We calculated for each species the following summary statistics: h (the number of haplotypes), S (the number of segregating sites), π (the nucleotide diversity estimated as the average divergence between two alleles selected at random), and θ W, (the Watterson estimator of diversity, i.e., population mutation rate). We also calculated Tajima’s D to assess the impact of natural selection on variation (Tajima 1989). These calculations were performed using DnaSP v. 5 (Librado and Rozas 2009).
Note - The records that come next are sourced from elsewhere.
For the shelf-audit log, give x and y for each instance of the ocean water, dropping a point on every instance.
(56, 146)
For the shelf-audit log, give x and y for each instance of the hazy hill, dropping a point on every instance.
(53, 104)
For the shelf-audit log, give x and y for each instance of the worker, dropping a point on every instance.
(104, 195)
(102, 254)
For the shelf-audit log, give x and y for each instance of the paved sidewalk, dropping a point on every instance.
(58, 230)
We used the Hudson-Kreitman-Aguade (HKA) test to determine the effect of selection at the OAS1 locus (Hudson et al. 1987). The HKA test evaluates selection by comparing the ratio of polymorphism to divergence at a locus of interest with the same ratio at one or more neutral loci. Under neutrality, this ratio should be the same across the genome but an excess of polymorphism relative to divergence at a specific locus could be interpreted as evidence for balancing selection while a deficit of polymorphism would indicate positive directional selection. Statistical significance is assessed using a X 2 goodness-of-fit test. As neutral regions of reference for the rhesus macaque, we used 30 randomly chosen loci that had previously been sequenced in 38 Indian and 9 Chinese unrelated individuals (Hernandez et al. 2007). For the cynomolgus macaque, we used 26 non-coding regions that were sequenced in 24 individuals from three Southeast Asian populations (Osada et al. 2010). For the two baboon species, we used the 12 neutral regions analyzed in Boissinot et al. (2014). As out-groups, we used human and gorilla homologous sequences. The multi-locus HKA test was performed using Jody Hey’s HKA software (available at https://bio.cst.temple.edu/∼hey/software/software.htm#HKA) or Sebas Ramos-Onsins HKAdirect software (http://bioinformatics.cragenomica.es/numgenomics/people/sebas/index.html).
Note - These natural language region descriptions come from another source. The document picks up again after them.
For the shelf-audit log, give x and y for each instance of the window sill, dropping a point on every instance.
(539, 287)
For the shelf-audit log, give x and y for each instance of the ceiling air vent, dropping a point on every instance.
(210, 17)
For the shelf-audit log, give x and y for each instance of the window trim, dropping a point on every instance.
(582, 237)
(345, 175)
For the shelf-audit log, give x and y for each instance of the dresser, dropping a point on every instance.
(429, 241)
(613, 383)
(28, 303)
We also used the McDonald-Kreitman test (MK), which compares the ratio of nonsynonymous to synonymous polymorphism within species to the ratio of nonsynonymous to synonymous fixed differences between species (McDonald and Kreitman 1991). Under neutrality, these ratios should be identical whereas an excess of nonsynonymous polymorphism indicates balancing selection and a deficit of nonsynonymous variation suggests directional positive selection. We used the online MK test program (http://bioinf3.uab.cat/mkt/MKT.asp), which includes a X 2 test for statistical validation (Egea et al. 2008). We also calculated the neutrality index (NI) simply defined as (number of polymorphic replacements/number of fixed replacements)/(number if polymorphic silent sites/number of fixed silent sites), which is equal to one under neutrality (Rand and Kann 1996).
The four-gamete test (Hudson and Kaplan 1985), implemented in DnaSP, was used to test for recombination and for identification of recombination break points. Linkage disequilibrium was evaluated using DnaSP by calculating the correlations for all pairs of single nucleotide polymorphisms (SNPs), statistical significance determined using a X 2 test with Bonferroni correction.
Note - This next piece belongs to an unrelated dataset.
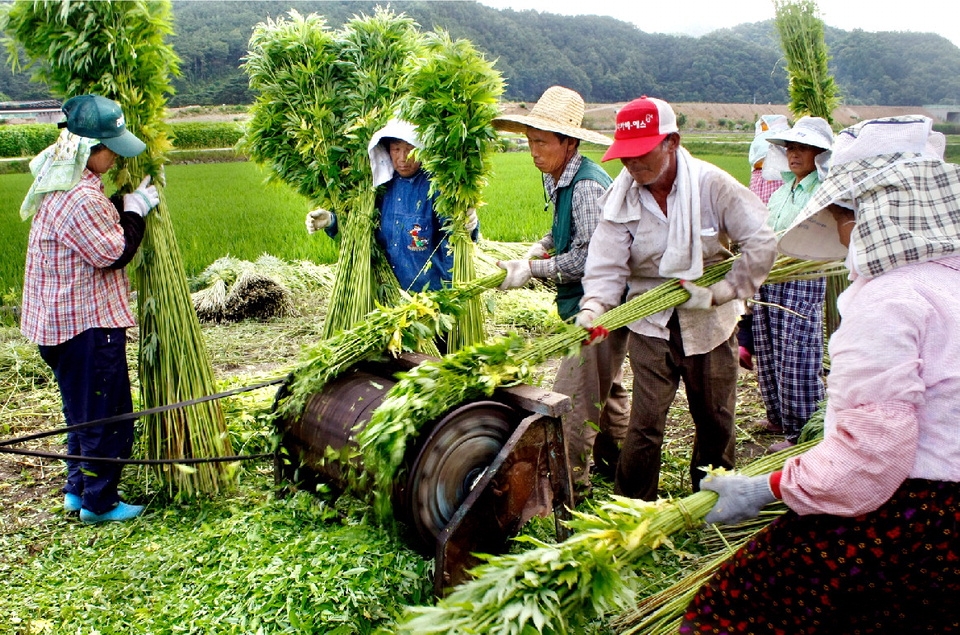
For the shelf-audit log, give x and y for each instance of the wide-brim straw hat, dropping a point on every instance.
(558, 110)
For each species, we constructed networks using the median-joining method (Bandelt et al. 1999) implemented in Network v. 4.6 (available at http://www.fluxus-engineering.com). We also created a maximum likelihood tree using the Tamura-Nei model of mutation, assessing its robustness with 1000 bootstrap iterations. The phylogenetic analysis was performed using MEGA 5.2.2 (Tamura et al. 2011).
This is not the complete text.